U.S. Reinstates Results of Largest Oil Lease Sale Following Inflation Reduction Act

The Bureau of Ocean Energy Management on Sep. 14 announced it has accepted 307 valid high bids from lease sale 257 in the Gulf of Mexico totalling about $190 million. The sale, held in November 2021, offered about 80 million acres, but only 1.7 million were leased.

A January 2022 decision by the District Court for the District of Columbia invalidated the lease sale, holding the Interior Department accountable for underestimating the climate impacts prior to making a decision to conduct the largest oil and gas lease sale in U.S. history. The D.C. District Court, which invalidated all 308 oil and gas leases that received bids, found that the department excluded foreign consumption from its emissions calculation and violated the National Environmental Policy Act.

Lease sale 257 was held in compliance with a Louisiana district court ruling that blocked the Biden administration from implementing a pause on new drilling leases set forth in an executive order issued in January 2021. That ruling found that the pause violated requirements under the Outer Continental Shelf Lands Act to offer areas for oil and gas development. In subsequent developments, the Louisiana court on Aug. 18 issued a permanent injunction preventing the Biden administration from blocking oil and gas leasing on federal lands in 13 states, a day after the U.S. Court of Appeals for the Fifth Circuit lifted an earlier injunction against the administration’s pause on leasing. Judge Terry Doughty of the Louisiana District Court, who had issued the preliminary injunction in 2021, found that the leasing ban was “beyond the authority of the President of the United States.”

The recently enacted Inflation Reduction Act, or IRA, included a provision directing the bureau to accept the highest valid bids from the sale within 30 days of the enactment. The act mandates that leases from the sale include provisions aimed at protecting the environment, as well as biologically sensitive resources, and reducing potential adverse impacts on endangered species.

Offshore producers supported the legislative push to reinstate the sale, which will avoid having to offer the same tracts for leasing after confidential bids were already unsealed. Trade group, National Ocean Industries Association, said that reviving the leases will support stable development and keep the energy flowing from the Gulf of Mexico.

The highest bidder in lease sale was ExxonMobil for the largest number of high bids (94, totalling nearly $15 million), and Chevron, for the total value of high bids ($47 million for 34 high bids). Other high bidders in the sale included BP with 46 high bids valued at $29 million, Occidental Petroleum with 30 high bids valued at $39 million, and Shell Offshore with 20 high bids valued at $18 million.

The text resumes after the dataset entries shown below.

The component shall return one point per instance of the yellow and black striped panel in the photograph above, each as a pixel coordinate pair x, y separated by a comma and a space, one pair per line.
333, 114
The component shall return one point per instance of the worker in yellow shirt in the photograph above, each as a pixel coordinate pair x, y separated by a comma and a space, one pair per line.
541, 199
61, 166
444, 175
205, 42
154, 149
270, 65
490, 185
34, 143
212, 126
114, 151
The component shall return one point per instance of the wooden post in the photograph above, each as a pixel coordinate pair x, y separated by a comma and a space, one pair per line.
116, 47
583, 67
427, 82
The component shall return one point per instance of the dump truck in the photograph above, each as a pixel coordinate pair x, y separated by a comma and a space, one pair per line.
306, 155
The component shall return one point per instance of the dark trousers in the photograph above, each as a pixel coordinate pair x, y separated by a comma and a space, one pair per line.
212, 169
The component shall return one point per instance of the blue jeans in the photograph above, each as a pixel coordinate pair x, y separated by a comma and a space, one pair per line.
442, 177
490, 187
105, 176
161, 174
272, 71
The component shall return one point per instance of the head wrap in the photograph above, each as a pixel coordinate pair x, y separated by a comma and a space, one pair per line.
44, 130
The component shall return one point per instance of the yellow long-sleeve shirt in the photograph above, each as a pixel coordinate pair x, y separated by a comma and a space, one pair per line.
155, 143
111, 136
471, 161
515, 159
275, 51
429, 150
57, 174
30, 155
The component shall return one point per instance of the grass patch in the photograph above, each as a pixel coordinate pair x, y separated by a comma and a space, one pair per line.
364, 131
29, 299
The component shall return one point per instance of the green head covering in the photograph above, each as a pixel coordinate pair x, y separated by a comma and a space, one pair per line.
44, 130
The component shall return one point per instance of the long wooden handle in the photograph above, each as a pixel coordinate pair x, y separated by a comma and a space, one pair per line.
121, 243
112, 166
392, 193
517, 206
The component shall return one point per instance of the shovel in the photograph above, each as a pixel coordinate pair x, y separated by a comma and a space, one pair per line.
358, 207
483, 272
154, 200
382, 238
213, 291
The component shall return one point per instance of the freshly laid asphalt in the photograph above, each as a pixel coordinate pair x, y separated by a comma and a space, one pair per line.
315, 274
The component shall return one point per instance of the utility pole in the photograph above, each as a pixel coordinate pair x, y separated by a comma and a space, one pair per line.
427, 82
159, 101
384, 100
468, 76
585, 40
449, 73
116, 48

In August, President Biden signed the IRA, which allocates $369 billion in energy security and climate change expenditure over the next 10 years. The act includes various energy and environmental conditions that reinforce the country’s commitment to tackling the climate crisis and protecting the community from its impact while curbing rising inflation. In addition to reducing greenhouse gas emissions, the measure aims to stimulate innovation in the clean energy sector. The act withdraws a ban on wind leasing off the Southeast coast. Nevertheless, in a bid to ensure energy security, the legislation sets limits on the Interior Department’s authority to issue leases, allowing offshore wind leases only if at least 60 million acres in oil and gas lease sales have been offered in the prior year.